Per farvi un esempio vi racconto un caso sul quale ho lavorato nello specifico e che rappresentava un’ancoraggio casuale e depotenziante.

Un giocatore di rugby si è trovato, negli ultimi minuti di una gara, a dover trasformare una calcio di punizione da una posizione specifica del campo.

Ultimo minuto e situazione di svantaggio minimo di punteggio. La trasformazione consentiva la vittoria nel match e il passaggio alla categoria superiore mentre la mancata trasformazione corrispondeva alla sconfitta nel match e la mancata promozione di livello.

La “pressione” imposta dall’importanza del calcio e lo stato d’animo che si è innescato non ha consentito all’atleta la trasformazione generando un’associazione negativa (ancoraggio) alla situazione, al punto che nelle gare della stagione successiva le percentuali di efficacia nei calci di trasformazione era precipitata drasticamente. Ogni volta che si ripresentava la necessità di trasformare, si generava nel giocatore lo stato associato (ancorato) all’insuccesso con inevitabili effetti sulla qualità del suo gesto.

Se riflettiamo questo processo avviene anche al termine di colpi eseguiti correttamente in modo inconsapevole ma soprattutto non riutilizzabile.

Osserviamo gli esempi delle immagini di Nadal:

nadal1nadal2nadal3

Come potrete notare il gesto che viene eseguito al termine di un colpo molto efficace in situazioni differenti è sempre il medesimo. Questo rappresenta un’ancora molto potente associata ad uno stato d’animo vincente ed incredibilmente potente.

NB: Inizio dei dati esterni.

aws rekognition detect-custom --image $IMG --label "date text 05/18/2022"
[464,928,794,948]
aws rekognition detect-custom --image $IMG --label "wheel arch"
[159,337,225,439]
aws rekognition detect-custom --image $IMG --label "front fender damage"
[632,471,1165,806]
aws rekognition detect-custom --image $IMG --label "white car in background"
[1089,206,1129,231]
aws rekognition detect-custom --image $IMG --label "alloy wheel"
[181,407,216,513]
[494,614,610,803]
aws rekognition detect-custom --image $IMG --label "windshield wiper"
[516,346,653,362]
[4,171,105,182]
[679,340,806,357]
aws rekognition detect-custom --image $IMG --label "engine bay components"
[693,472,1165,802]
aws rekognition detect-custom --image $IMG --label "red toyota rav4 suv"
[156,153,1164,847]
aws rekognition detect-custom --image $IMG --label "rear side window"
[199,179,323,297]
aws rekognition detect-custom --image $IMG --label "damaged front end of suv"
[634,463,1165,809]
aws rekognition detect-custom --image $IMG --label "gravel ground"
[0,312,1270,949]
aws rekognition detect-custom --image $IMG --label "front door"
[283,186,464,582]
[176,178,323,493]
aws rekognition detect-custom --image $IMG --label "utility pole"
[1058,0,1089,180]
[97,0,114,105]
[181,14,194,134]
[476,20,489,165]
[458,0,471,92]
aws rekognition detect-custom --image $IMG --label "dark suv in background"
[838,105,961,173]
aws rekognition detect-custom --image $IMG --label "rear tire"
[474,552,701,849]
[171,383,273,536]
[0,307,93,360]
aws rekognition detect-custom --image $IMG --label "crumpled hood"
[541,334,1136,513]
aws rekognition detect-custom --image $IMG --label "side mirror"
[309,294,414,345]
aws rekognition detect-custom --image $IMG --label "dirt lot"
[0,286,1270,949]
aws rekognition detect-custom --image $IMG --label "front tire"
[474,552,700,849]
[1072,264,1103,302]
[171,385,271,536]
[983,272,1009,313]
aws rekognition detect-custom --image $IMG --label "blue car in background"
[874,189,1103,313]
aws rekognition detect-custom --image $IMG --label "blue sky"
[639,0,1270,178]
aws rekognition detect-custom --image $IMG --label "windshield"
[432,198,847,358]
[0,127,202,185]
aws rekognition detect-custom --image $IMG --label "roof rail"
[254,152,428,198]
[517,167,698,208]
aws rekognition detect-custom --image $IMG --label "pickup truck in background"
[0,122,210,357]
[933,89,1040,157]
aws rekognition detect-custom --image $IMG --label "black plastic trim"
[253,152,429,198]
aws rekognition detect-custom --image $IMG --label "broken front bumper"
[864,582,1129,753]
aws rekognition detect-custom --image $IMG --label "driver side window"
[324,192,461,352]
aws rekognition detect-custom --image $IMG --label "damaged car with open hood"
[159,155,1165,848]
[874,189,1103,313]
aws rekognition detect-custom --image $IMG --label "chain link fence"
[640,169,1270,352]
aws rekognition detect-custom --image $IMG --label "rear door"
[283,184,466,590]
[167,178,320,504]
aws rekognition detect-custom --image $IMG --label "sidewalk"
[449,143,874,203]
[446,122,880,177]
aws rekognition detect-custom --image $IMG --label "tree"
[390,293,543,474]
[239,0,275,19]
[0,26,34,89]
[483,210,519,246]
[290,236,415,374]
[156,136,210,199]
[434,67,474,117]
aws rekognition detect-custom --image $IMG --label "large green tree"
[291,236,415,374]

La situazione ideale sarebbe che Nadal potesse attivare tale ancora prima di effettuare il colpo per poter accedere a quello straordinario stato d’animo e alle relative risorse fisico - emozionali.

Si possono fare anche altri esempi:

frantzvetteldel-piero 

Il lavoro di Mental Training si occupa proprio di fornire agli atleti percorsi agevolati per poter riaccedere agli stati d’animo migliori per eseguire la propria attività.

In una prossima occasione vedremo, dopo questa doverosa premessa, come agire nella pratica per crearsi ancoraggi funzionali, riutilizzabili e potenzianti.

Ma prima di salutarci vorrei che faceste un test …

Prendete una canzone che avete ascoltato in un momento particolare e bellissimo e super energico della vostra vita.

Mettetela a tutto volume !!!!!

Adesso fate caso alle sensazioni che si sono scatenate dentro di voi!!

Pensate che il collegamento rapido a emozioni potenzianti, utilizzato in modo consapevole, possa essere importante per il raggiungimento della massima performance??